Posted on 5 Aug
By Max Mervis
Until it starts to leak or shingles begin to blow off during the strong Santa Ana winds, most of us give little attention to the roof on our homes. However, along with keeping the inside of the house dry, the roof is probably the most important part of the overall appearance and personality of a house. When the time comes for replacement, or if you’re building a new home, a good starting point is to define what style of roof is the most appropriate for the architecture of your home. As for materials, currently there are more options on the marketplace than ever before, making it that much more difficult to choose just the right one. The following breaks down the various options to help you choose which roof will not only protect but also compliment your home.
Shingle and Shake
Craftsman, Traditional, Ranch Style
For overall appearance, wood shingles and shakes are hard to beat. The most common species used is cedar in either red, yellow or white, which over time will weather out to grey or a soft silvery tone that blend the home beautifully into the environment. Although nothing compares to the look of real wood shingles, they are expensive to install and do require periodic maintenance; pressure washing to remove built up moss or mildew, followed by re-oiling with a wood finishing product. Despite the expense of installation and maintenance, a shake or shingle roof should last anywhere from 30 to 50 years, somewhat offsetting the cost due to its long lifespan. Be sure to have your roofer check current city fire codes as not all areas will allow the use of natural wood roofing products.
Mediterranean, Spanish, Moorish
Once individually made by hand and achieving the barrel-like shape by placing the clay over a log or thigh, these tiles are timelessly beautiful and last for generations. Although real clay tiles are still obtainable, barrel tiles are now on the market made of metal, concrete or plastic resin and are a great alternative to clay. High-quality reproduction barrel tiles are practically identical to original clay tiles and are ideal for an historic renovation or Mediterranean influenced new construction. If you choose to stick with authentic clay tiles, remember that all high-quality tile roofs are expensive, both in terms of the material and the installation. Yet, in the long run, the most expensive might be the most cost effective, since you can expect to get 60 to 80 years out of a well installed tile roof.

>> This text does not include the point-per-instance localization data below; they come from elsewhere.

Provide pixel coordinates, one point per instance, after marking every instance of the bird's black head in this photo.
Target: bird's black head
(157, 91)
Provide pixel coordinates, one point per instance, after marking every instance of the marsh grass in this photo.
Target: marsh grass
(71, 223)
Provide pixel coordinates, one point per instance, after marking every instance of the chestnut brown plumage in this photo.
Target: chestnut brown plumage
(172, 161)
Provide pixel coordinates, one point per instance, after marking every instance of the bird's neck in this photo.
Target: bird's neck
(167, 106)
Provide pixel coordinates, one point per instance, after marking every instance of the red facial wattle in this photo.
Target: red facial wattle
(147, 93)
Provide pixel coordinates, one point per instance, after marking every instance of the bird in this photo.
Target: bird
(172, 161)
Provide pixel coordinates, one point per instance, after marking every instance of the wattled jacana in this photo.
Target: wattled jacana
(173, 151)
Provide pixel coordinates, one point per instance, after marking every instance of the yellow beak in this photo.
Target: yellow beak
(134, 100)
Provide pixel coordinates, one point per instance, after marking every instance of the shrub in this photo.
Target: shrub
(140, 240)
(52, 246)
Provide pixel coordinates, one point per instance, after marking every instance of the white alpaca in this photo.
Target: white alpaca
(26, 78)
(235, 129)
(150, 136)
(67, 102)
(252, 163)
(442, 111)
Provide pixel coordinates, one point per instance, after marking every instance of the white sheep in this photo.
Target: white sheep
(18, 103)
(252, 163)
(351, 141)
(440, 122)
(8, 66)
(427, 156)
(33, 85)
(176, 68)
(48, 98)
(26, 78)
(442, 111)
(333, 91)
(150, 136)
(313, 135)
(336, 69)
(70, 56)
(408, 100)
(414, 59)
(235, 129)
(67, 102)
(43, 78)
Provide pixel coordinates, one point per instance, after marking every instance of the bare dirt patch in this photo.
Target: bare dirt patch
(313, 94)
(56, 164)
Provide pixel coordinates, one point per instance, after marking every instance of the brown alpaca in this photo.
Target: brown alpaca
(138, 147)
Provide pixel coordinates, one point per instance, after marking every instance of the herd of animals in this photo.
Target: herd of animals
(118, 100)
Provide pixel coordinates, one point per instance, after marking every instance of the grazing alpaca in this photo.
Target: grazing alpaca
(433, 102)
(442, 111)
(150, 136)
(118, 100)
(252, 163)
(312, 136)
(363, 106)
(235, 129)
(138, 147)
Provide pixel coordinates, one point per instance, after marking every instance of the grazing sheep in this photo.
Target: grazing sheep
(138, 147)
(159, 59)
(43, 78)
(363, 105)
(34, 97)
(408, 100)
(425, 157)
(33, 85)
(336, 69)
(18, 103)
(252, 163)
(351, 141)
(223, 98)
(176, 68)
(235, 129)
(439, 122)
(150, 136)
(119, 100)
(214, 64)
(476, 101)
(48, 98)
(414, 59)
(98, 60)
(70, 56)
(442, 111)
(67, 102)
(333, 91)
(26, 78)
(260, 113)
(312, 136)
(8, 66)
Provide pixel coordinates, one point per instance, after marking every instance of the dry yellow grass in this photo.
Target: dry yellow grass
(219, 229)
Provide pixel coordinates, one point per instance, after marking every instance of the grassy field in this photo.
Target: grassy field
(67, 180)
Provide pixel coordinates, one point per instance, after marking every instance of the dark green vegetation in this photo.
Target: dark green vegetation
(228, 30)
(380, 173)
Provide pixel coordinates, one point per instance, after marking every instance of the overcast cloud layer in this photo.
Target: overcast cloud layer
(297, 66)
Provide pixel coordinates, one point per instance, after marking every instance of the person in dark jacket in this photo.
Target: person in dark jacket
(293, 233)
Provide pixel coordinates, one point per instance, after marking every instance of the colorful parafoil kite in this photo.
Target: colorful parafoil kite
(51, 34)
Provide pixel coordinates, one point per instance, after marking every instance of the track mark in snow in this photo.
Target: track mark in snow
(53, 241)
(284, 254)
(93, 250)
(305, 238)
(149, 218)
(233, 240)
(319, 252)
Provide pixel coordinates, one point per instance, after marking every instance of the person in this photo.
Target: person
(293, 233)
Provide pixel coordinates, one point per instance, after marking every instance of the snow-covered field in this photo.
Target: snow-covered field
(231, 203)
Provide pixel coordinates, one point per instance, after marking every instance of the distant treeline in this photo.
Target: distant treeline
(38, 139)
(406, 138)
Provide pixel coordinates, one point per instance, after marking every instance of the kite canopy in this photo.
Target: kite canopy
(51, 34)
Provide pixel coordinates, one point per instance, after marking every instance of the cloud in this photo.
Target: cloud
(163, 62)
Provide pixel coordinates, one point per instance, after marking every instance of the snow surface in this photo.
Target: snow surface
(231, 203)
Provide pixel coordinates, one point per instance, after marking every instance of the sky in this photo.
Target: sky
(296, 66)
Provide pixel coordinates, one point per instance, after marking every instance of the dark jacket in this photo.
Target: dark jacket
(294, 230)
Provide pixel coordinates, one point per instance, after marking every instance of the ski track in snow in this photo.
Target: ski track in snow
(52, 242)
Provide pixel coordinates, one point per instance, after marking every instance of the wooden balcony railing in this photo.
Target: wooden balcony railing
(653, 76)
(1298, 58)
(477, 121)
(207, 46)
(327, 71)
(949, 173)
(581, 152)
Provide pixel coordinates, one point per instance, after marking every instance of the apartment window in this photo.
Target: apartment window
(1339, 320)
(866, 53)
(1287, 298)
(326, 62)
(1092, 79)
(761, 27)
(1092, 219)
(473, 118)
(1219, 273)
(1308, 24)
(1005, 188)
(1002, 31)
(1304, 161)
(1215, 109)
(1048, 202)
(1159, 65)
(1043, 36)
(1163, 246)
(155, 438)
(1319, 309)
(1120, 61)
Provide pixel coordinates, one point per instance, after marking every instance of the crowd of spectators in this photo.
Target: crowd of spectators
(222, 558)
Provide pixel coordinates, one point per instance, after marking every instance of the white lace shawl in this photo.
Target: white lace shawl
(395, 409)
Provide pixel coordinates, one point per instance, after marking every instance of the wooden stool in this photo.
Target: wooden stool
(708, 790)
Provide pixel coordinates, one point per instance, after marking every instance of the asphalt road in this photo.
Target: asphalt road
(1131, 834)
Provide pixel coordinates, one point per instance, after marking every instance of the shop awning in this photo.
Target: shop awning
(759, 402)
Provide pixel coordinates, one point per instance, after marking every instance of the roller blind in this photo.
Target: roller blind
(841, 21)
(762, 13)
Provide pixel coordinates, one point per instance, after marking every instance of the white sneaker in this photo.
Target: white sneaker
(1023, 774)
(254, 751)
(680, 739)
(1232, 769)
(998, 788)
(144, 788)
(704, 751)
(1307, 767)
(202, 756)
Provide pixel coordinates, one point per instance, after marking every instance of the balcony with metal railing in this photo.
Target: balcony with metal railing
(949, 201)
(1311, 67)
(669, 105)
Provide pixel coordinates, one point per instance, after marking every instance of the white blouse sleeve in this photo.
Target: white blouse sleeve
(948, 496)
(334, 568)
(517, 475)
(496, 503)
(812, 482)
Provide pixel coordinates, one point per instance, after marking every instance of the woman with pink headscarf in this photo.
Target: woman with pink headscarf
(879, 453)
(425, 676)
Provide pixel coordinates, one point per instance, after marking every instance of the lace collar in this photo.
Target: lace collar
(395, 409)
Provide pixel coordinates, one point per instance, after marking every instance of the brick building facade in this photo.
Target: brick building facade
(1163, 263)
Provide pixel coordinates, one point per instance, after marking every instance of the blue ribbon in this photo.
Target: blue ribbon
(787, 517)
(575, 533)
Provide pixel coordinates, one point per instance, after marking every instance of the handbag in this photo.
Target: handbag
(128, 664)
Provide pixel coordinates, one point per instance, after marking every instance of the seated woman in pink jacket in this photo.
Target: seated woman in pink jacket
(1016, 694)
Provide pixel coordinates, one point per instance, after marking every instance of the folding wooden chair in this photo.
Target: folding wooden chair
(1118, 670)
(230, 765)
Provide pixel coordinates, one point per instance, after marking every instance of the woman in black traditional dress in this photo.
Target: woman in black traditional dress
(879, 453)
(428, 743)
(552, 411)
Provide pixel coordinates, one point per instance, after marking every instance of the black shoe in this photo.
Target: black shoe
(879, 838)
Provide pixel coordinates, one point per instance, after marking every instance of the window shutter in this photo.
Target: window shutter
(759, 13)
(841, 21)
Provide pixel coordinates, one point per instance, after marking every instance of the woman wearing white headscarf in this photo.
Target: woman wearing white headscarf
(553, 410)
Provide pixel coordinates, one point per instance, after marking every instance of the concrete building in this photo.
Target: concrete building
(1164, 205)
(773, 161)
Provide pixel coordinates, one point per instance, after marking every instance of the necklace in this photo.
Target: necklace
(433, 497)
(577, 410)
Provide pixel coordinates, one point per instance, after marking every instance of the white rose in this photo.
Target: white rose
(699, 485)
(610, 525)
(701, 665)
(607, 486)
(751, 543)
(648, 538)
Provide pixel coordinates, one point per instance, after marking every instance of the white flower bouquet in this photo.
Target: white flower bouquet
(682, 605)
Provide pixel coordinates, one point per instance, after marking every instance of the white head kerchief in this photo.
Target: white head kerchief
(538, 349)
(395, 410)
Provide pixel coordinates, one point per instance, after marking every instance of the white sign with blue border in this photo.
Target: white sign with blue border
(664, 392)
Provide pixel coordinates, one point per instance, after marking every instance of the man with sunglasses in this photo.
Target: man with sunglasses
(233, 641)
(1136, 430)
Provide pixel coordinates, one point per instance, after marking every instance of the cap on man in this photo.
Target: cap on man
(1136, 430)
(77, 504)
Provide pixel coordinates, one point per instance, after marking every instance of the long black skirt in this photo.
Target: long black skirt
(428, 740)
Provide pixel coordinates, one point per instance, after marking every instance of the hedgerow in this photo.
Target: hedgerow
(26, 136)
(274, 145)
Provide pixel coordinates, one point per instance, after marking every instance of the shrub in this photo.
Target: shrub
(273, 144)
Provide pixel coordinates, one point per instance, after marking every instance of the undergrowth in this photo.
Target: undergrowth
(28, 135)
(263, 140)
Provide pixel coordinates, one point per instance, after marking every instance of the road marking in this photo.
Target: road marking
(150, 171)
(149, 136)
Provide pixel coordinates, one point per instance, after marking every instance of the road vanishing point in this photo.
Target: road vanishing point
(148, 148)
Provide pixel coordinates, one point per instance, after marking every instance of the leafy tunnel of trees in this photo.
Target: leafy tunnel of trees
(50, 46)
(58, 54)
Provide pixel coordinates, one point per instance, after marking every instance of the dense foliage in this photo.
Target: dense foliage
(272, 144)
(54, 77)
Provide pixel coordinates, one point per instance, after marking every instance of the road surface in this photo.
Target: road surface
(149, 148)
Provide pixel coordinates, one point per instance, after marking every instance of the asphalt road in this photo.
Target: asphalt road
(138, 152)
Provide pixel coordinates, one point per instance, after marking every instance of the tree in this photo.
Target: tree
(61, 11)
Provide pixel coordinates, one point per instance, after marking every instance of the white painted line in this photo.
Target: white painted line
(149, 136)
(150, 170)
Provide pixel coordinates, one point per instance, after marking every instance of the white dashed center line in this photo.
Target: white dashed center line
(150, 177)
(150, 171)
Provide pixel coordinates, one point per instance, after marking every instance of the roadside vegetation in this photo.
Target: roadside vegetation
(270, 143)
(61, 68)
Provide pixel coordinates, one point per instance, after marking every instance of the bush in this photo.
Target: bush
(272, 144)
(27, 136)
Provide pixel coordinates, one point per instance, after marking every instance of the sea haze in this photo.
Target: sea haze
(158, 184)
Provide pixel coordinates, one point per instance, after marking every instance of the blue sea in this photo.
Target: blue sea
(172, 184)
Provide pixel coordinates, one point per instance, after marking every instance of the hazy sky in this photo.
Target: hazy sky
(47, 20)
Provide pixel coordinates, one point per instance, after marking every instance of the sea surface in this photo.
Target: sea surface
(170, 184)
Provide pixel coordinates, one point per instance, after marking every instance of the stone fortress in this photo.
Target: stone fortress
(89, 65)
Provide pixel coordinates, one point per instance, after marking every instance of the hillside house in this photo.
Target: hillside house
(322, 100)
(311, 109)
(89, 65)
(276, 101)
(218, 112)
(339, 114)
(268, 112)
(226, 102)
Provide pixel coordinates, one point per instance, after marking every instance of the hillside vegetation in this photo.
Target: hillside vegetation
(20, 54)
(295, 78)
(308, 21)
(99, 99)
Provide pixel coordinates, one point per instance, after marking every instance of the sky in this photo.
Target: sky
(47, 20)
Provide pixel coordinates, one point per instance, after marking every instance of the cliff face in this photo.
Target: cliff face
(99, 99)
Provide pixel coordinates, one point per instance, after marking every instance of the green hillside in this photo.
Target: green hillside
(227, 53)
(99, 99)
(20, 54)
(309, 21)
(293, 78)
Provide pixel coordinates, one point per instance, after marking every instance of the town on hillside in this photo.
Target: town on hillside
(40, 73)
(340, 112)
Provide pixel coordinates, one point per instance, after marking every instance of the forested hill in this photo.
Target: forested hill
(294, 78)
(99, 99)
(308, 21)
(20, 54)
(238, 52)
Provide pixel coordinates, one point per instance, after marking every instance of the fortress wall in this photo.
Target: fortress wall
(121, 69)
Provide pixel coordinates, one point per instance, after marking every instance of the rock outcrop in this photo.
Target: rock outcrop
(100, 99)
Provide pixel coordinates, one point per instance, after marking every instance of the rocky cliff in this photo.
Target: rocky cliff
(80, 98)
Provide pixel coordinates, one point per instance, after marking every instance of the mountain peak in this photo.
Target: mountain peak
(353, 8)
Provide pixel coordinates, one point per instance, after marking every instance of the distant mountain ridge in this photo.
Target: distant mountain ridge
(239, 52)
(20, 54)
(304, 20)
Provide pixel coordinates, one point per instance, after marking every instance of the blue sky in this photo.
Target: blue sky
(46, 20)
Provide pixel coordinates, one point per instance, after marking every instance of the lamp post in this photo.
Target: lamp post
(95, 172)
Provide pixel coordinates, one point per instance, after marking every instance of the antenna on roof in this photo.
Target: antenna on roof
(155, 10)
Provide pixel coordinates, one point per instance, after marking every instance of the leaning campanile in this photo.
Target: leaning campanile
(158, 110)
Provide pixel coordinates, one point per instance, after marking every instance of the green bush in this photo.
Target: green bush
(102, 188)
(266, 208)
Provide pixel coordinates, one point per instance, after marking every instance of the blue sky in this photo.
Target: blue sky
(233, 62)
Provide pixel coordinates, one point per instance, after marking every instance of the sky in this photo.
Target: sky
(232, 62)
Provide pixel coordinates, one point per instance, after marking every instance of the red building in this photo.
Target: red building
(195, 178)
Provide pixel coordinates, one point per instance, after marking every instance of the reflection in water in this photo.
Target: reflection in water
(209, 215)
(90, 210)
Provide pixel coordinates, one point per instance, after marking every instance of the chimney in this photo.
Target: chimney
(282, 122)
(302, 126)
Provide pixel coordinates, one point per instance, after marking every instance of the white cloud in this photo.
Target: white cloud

Traditional, Ranch Style, Contemporary
This type of shingle is what we see the most of these days, the majority of which are standard three-tab. The least expensive choice on the market, they come in a limited choice of 12 or more colors, either solid in tone or blended with other hues for a more natural appearance. Guaranteed for 20 to 30 years, asphalt shingles are a good value which contribute to their popularity yet, depending on the style of your home, often do little for its appearance. A better version than the standard 3-tab shingle is a thicker version called an “architectural shingle.” Depending on the color, they can resemble slate or even wood shakes, so for a small increase in price from the standard 3-tab you can add a little more style and flair.
Modern, Some Traditional Styles
Metal roofs are definitely back in vogue. In the late 1700s, zinc, copper, and lead were the most popular materials used for roofing and can be found on historic buildings throughout the country. Modern day metal roofs types span from galvanized steel on the lowest end to copper on the highest. Gracing some of the finest mansions and public buildings in the US and abroad, copper roofs have been and will remain a sophisticated choice. Appearance aside, metal roofs offer environmental benefits as they are made from around 65 percent recyclable material, and because they weigh very little, they can be installed over existing roofs, eliminating the need to dispose of excess material in a landfill. The cost of a premium metal roof is higher than most other roofing materials, so you will need to compute the lifecycle expense to see if paying more upfront will prove to be a better investment than other types of roofing.